Документальная комедия абсурда
Михаил Трофименков о «Месье президент» и других фильмах фестиваля французского кино
В названии фильма "Папа, мама, служанка и я" (1954) Жан-Поль Ле Шануа заложил всю идеологию французского массового кино. Нигде в мире к экранным теням не относятся так по-семейному, как во Франции. Некогда журналы даже предлагали французам составить идеальную семью, как они ее себе представляют, из актеров. Получалось что-то вроде: папа — Филипп Нуаре, мама — Даниэль Дарье, дочь — Софи Марсо.
"Мой дядя", "Семейный очаг", "Папаши", "Мой отец — герой", "Замок моей матери" — семья была и остается ячейкой французского не только общества, но и кино. Пять из семи фильмов программы — о непосредственно семейных проблемах. "9 месяцев строгого режима" Альбера Дюпонтеля — тоже, но от противного. Героиня, следователь и синий чулок, разрешает две тайны: зачем грабитель съел глаза своей жертвы и от кого она залетела на новогодней пьянке во Дворце правосудия.
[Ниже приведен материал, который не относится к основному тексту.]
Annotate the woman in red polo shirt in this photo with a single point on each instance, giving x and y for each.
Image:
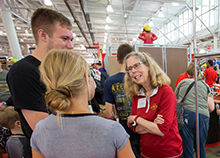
(152, 97)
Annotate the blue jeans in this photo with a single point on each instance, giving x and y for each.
(188, 134)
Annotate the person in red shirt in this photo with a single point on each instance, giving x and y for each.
(210, 74)
(147, 36)
(153, 101)
(188, 74)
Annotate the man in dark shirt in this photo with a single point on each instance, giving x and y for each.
(51, 30)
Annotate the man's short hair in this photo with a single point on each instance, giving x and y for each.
(96, 61)
(46, 19)
(210, 62)
(191, 70)
(123, 50)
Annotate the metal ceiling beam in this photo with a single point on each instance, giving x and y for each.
(76, 21)
(214, 35)
(87, 24)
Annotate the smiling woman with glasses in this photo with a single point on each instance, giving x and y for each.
(153, 112)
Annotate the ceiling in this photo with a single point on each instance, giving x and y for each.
(139, 13)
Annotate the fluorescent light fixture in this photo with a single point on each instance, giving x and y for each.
(151, 23)
(107, 27)
(160, 14)
(104, 46)
(108, 19)
(175, 4)
(82, 47)
(48, 3)
(77, 39)
(109, 8)
(74, 35)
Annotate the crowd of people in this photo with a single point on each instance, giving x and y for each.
(52, 88)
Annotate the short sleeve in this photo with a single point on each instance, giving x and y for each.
(167, 109)
(119, 136)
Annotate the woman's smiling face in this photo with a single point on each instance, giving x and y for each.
(137, 70)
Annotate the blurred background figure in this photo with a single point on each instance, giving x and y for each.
(15, 145)
(72, 130)
(205, 106)
(188, 74)
(98, 65)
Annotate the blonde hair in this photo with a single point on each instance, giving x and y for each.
(156, 74)
(8, 117)
(65, 74)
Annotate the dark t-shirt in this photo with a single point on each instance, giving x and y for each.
(16, 147)
(102, 69)
(27, 89)
(114, 93)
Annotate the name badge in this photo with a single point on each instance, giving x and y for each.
(141, 102)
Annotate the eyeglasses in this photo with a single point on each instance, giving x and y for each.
(135, 66)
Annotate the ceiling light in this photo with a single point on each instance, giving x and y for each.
(108, 19)
(18, 28)
(109, 8)
(151, 23)
(104, 46)
(160, 14)
(175, 4)
(202, 51)
(48, 2)
(107, 27)
(74, 34)
(77, 39)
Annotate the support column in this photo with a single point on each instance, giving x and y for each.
(10, 31)
(215, 44)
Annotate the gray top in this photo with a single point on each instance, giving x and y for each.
(15, 147)
(189, 102)
(81, 135)
(4, 90)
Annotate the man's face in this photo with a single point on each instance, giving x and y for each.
(61, 38)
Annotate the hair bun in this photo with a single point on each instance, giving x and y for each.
(64, 90)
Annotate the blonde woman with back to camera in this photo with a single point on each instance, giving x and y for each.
(73, 131)
(153, 112)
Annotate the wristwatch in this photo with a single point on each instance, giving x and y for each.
(135, 121)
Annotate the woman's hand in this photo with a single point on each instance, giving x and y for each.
(130, 120)
(159, 119)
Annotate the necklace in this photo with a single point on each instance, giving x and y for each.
(18, 134)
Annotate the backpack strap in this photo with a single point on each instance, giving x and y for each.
(188, 89)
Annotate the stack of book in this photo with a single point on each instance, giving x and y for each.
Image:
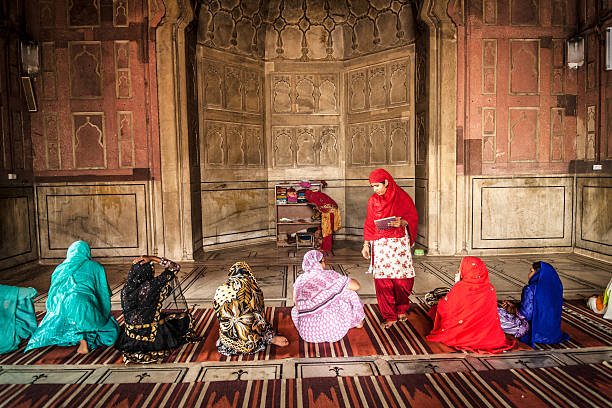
(281, 195)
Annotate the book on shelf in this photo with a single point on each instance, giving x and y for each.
(384, 223)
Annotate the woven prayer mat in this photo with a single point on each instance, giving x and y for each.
(403, 338)
(588, 385)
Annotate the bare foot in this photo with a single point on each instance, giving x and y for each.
(387, 323)
(279, 341)
(82, 347)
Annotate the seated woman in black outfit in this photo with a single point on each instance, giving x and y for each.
(149, 333)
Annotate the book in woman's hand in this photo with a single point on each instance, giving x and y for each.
(384, 223)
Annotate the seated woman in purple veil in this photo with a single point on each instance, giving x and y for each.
(537, 319)
(326, 302)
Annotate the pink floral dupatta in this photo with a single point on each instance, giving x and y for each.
(316, 288)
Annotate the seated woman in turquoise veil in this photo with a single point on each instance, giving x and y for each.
(17, 317)
(78, 305)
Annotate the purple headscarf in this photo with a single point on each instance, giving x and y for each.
(317, 287)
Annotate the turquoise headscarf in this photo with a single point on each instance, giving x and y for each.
(17, 317)
(78, 304)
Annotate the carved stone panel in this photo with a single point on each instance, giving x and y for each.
(305, 93)
(213, 94)
(215, 144)
(523, 134)
(282, 145)
(120, 13)
(525, 12)
(399, 141)
(281, 94)
(52, 141)
(252, 91)
(233, 89)
(524, 67)
(328, 89)
(305, 146)
(125, 132)
(255, 147)
(85, 69)
(421, 138)
(557, 134)
(489, 12)
(123, 80)
(591, 127)
(235, 145)
(306, 149)
(89, 140)
(83, 13)
(378, 143)
(358, 145)
(377, 89)
(329, 146)
(49, 71)
(489, 66)
(489, 135)
(357, 91)
(399, 83)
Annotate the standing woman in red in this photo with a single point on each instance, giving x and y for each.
(467, 317)
(389, 249)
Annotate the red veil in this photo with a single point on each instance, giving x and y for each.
(467, 317)
(394, 203)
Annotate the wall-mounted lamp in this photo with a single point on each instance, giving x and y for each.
(608, 48)
(30, 61)
(30, 64)
(575, 52)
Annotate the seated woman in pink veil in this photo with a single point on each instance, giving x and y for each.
(326, 302)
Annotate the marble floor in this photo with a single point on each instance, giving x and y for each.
(276, 270)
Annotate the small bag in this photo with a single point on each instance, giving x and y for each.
(433, 297)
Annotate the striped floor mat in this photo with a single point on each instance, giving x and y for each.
(585, 329)
(588, 385)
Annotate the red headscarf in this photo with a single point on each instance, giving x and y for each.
(394, 203)
(467, 317)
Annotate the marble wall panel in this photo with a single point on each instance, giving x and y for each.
(524, 130)
(305, 146)
(121, 13)
(17, 229)
(85, 69)
(380, 142)
(89, 140)
(232, 145)
(230, 87)
(234, 211)
(524, 66)
(304, 93)
(506, 215)
(594, 214)
(110, 217)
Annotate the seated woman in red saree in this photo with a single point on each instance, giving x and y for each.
(467, 318)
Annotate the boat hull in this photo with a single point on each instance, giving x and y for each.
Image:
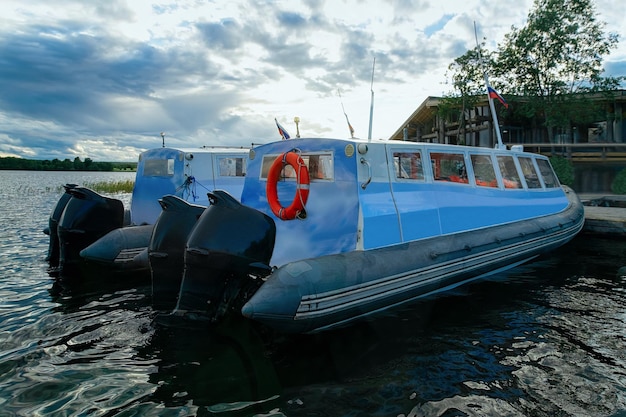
(317, 294)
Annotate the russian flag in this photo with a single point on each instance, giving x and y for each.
(282, 131)
(494, 94)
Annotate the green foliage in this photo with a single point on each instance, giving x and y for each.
(564, 169)
(554, 61)
(65, 165)
(619, 183)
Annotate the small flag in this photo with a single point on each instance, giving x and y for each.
(349, 126)
(282, 131)
(494, 94)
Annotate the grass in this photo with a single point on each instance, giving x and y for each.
(112, 187)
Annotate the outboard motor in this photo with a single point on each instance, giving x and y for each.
(228, 251)
(53, 224)
(87, 217)
(166, 251)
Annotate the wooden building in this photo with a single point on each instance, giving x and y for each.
(594, 139)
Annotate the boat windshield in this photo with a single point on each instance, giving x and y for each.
(408, 165)
(483, 171)
(232, 166)
(509, 172)
(158, 167)
(449, 167)
(529, 172)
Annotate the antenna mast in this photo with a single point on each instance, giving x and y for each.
(494, 116)
(369, 134)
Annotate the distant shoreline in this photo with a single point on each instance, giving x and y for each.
(88, 165)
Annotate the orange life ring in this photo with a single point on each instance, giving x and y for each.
(302, 186)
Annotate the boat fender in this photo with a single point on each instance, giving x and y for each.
(296, 209)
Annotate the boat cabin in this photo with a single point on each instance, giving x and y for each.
(186, 173)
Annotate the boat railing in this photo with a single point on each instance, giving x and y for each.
(580, 152)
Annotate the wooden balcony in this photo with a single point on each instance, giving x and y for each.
(580, 152)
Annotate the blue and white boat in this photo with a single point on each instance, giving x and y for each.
(86, 227)
(329, 231)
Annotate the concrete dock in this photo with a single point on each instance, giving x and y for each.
(604, 214)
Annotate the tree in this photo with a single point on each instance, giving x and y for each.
(554, 62)
(555, 59)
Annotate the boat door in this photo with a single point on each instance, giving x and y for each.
(159, 172)
(412, 192)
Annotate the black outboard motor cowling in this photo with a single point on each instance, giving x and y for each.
(87, 217)
(166, 251)
(230, 245)
(53, 224)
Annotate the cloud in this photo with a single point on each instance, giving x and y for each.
(102, 79)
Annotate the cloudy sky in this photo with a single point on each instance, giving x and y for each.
(102, 79)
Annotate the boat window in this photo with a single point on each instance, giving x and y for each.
(530, 174)
(320, 166)
(449, 167)
(408, 165)
(232, 166)
(549, 177)
(509, 172)
(483, 171)
(158, 167)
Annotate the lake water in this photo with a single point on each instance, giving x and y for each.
(548, 338)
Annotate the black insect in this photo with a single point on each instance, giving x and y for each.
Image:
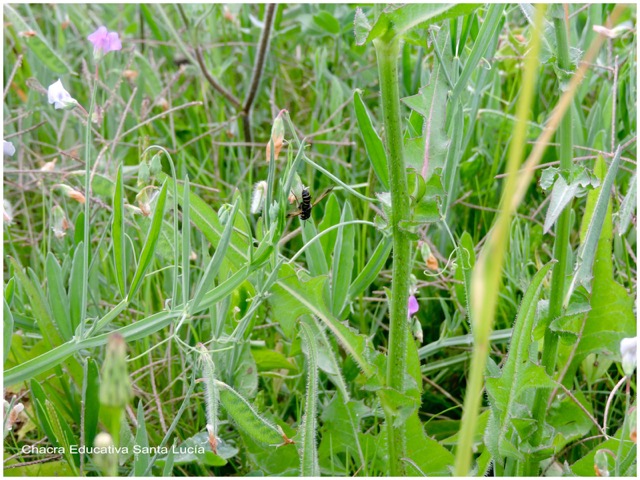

Эксцентриада в национальном жанре "глупый и злой фильм" со своими зверскими шуточками — глоток свежего воздуха на фоне семейных драм. Из их героев можно составить лишь идеальную "семью, в которой лучше повеситься, чем родиться".
Гийом Гальенн ("Я, снова я и мама" или "Мальчики и Гийом, за стол!") перекладывает на зрителей проблемы, которыми долгие годы якобы истязал психоаналитиков. Предполагаемые обстоятельства банальны: мама, отчаявшись родить настоящую дочку, объявила девочкой своего третьего сына. Сам Гальенн играет, что характерно, и маму, и сына-дочку.
От безработного папы-насильника и перманентно отсутствующей мамы-официантки убегает, забравшись в фуру на лицо ужасного, доброго внутри дальнобойщика, 11-летняя Селин в кинодебюте, обладающем, как заметила добрая пресса, всеми пороками, свойственными фильмам молодых режиссеров, знаменитой Аньес Б. "Меня зовут Хмммм...".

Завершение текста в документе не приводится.